ACEChapter 35 of 101Objective 3.1

GKE Node Pools and Cluster Autoscaler

Two critical features for managing compute resources in Kubernetes clusters on Google Cloud are GKE node pools and the Cluster Autoscaler. Node pools allow you to group nodes with identical configurations, enabling workload segregation and cost optimization. The Cluster Autoscaler automatically adjusts the number of nodes in a pool based on pending pod resource requests. These topics are central to the ACE exam's Deploy Implement domain (Objective 3.1) and appear in approximately 10-15% of exam questions.

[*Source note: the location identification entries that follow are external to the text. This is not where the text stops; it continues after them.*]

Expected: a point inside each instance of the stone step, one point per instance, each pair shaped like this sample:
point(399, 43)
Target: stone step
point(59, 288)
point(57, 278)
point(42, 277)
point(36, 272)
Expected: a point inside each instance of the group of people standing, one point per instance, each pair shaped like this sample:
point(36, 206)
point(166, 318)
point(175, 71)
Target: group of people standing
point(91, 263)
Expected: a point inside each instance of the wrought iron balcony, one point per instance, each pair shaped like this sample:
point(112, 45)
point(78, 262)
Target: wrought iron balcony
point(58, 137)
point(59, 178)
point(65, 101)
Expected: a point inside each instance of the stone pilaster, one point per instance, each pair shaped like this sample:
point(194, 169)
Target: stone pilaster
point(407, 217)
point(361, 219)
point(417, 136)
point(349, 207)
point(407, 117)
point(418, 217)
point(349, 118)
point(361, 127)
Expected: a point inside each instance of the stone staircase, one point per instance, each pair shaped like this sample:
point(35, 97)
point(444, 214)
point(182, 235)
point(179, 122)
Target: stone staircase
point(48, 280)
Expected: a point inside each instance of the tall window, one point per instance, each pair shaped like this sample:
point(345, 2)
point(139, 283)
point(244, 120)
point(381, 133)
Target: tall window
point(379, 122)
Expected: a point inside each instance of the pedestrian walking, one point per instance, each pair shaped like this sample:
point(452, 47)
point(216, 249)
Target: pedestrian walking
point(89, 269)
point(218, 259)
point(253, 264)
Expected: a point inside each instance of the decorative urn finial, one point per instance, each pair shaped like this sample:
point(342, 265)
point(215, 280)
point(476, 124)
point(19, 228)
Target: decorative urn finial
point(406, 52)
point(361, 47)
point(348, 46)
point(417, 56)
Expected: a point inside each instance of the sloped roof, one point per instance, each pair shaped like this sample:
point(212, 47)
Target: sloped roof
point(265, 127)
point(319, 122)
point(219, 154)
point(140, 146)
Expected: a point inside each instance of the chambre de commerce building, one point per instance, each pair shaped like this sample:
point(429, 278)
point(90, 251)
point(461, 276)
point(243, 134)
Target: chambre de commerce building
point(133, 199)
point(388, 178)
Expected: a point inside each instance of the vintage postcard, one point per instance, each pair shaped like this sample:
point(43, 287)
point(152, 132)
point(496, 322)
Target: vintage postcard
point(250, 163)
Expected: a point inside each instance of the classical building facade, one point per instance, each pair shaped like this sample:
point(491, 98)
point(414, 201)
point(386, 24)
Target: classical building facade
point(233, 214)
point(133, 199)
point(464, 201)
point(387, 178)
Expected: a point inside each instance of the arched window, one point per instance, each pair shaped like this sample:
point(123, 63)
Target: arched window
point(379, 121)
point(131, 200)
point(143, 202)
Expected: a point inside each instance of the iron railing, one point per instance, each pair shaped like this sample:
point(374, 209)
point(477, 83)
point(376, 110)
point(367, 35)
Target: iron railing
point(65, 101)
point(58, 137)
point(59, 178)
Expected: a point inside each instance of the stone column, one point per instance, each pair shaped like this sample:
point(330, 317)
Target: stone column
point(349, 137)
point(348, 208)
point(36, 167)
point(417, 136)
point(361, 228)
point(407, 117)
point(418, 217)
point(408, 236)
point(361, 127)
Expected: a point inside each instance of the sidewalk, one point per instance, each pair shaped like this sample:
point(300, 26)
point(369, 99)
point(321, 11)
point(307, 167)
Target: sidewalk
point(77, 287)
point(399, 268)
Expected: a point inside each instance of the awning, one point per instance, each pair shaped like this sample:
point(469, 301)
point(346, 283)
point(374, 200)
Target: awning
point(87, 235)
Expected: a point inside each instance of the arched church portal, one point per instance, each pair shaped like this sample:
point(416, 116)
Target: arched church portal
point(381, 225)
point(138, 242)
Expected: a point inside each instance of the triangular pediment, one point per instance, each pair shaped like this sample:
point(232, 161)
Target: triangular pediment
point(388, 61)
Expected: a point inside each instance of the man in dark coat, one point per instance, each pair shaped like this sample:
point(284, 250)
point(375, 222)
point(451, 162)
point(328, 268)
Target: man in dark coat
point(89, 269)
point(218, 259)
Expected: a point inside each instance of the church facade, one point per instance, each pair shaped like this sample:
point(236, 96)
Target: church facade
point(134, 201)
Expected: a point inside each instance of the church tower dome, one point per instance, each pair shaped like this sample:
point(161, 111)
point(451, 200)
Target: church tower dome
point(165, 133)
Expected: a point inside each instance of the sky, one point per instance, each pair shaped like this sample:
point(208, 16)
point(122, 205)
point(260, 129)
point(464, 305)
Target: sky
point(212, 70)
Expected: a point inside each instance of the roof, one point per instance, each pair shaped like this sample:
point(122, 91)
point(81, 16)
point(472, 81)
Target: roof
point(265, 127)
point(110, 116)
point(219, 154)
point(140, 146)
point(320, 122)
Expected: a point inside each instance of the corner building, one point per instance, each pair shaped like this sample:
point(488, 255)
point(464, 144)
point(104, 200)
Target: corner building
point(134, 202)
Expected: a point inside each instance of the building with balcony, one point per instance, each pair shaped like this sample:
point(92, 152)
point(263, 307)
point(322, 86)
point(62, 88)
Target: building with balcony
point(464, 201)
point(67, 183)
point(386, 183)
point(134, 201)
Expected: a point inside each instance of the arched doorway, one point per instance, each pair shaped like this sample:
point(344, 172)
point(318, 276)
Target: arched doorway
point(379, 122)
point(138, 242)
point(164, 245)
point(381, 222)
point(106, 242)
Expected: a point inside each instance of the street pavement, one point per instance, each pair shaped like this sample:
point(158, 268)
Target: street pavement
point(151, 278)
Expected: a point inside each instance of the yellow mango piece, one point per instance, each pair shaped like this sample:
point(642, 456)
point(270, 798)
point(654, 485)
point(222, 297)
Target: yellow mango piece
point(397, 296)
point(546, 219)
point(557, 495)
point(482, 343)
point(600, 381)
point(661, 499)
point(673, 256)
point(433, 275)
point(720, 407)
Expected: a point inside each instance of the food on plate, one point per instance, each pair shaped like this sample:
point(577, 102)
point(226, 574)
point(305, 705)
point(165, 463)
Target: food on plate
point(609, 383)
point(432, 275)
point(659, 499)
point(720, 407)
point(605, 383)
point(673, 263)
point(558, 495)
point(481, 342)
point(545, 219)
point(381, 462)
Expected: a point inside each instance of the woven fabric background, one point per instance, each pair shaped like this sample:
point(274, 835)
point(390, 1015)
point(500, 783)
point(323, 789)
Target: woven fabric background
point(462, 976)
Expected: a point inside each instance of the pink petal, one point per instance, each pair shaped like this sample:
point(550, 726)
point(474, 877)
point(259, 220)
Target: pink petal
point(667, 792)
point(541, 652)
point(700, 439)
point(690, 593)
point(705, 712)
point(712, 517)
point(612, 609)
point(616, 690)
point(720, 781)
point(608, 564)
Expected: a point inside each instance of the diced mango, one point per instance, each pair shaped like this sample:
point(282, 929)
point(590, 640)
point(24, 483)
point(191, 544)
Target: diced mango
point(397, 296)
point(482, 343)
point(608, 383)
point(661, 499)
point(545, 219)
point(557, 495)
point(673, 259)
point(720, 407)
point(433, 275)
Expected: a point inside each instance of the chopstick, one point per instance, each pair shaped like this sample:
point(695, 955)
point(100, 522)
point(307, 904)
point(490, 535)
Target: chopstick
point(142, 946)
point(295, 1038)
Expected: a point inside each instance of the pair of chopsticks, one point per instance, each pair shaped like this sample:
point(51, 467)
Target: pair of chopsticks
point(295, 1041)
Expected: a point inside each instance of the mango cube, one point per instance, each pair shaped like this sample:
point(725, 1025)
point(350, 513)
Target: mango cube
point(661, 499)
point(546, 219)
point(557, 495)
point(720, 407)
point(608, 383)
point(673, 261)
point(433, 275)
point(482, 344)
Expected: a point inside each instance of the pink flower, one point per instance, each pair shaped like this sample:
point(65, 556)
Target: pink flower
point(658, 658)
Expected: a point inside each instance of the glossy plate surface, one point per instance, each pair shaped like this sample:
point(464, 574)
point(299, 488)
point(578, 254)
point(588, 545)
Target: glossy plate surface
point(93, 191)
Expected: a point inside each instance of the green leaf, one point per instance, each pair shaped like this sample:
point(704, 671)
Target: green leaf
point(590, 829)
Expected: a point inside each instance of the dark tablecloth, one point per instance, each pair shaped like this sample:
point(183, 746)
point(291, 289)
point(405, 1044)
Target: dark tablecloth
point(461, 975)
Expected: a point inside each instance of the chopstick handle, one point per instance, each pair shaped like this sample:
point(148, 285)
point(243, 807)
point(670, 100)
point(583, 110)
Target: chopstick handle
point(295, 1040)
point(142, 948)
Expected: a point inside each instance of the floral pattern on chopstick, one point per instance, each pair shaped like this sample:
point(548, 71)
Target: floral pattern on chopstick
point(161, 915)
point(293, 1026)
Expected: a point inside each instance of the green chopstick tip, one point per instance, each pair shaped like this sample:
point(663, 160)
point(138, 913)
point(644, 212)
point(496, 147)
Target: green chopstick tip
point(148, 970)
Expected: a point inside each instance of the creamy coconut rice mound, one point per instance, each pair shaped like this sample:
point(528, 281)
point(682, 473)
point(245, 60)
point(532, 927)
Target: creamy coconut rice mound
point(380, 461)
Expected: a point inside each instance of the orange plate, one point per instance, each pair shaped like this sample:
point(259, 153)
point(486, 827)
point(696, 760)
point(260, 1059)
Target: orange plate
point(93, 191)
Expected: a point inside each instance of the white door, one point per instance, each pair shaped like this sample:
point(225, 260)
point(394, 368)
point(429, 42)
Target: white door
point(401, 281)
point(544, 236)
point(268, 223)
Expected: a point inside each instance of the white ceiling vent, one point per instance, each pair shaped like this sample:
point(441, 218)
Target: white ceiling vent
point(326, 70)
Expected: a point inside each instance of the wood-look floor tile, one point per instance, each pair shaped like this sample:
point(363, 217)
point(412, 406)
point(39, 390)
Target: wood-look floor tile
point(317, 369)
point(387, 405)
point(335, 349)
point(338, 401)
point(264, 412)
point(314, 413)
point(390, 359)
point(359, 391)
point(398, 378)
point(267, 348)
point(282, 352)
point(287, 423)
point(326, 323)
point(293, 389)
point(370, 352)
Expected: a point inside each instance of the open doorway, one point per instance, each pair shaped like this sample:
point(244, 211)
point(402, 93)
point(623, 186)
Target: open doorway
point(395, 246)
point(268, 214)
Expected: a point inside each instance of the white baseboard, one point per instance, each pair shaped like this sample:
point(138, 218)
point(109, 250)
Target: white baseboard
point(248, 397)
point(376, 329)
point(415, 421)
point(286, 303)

Mastery of node pool design, autoscaling configuration, and interaction with PodDisruptionBudgets is essential for passing.

25 min read

Intermediate

Updated Jul 20, 2026

Reviewed by Johnson Ajibi· Senior Network & Security Engineer · MSc IT Security

Jump to a section

Explain it to me simply Where people get tripped up Test what I know Look up key terms

Warehouse staffing with flexible teams

How can a large warehouse handle a fluctuating number of customer orders? The warehouse has different sections: picking, packing, shipping, and returns. Each section has a dedicated team of workers, but the number of orders fluctuates throughout the day. The warehouse manager wants to avoid overstaffing (wasting money) or understaffing (delaying orders). So, the manager creates a flexible pool of temporary workers who can be assigned to any section as needed. The manager monitors the queue length in each section. If the picking queue grows beyond 50 items, the manager adds two temporary workers to picking. If the queue shrinks below 10 items for 5 minutes, the manager removes one worker. The manager also sets a minimum of 5 permanent workers per section to handle baseline demand and a maximum of 20 total workers per section to avoid overcrowding. The temporary workers are hired from an agency with a 2-minute notice, but once hired, they must work for at least 10 minutes before being released. This analogy mirrors GKE node pools and Cluster Autoscaler: node pools are the dedicated sections with specific machine types, and Cluster Autoscaler is the manager that adds or removes nodes based on pod resource requests, respecting minimum and maximum pool sizes, cooldown periods, and node utilization thresholds.

How It Actually Works

What Are GKE Node Pools?

A node pool is a group of nodes within a GKE cluster that all have the same configuration: machine type, image type, disk size, and other node-level settings. When you create a cluster, GKE automatically creates a default node pool with one node. You can then create additional node pools with different configurations. Node pools enable you to:

Run different workloads on different hardware (e.g., compute-optimized for batch jobs, memory-optimized for databases).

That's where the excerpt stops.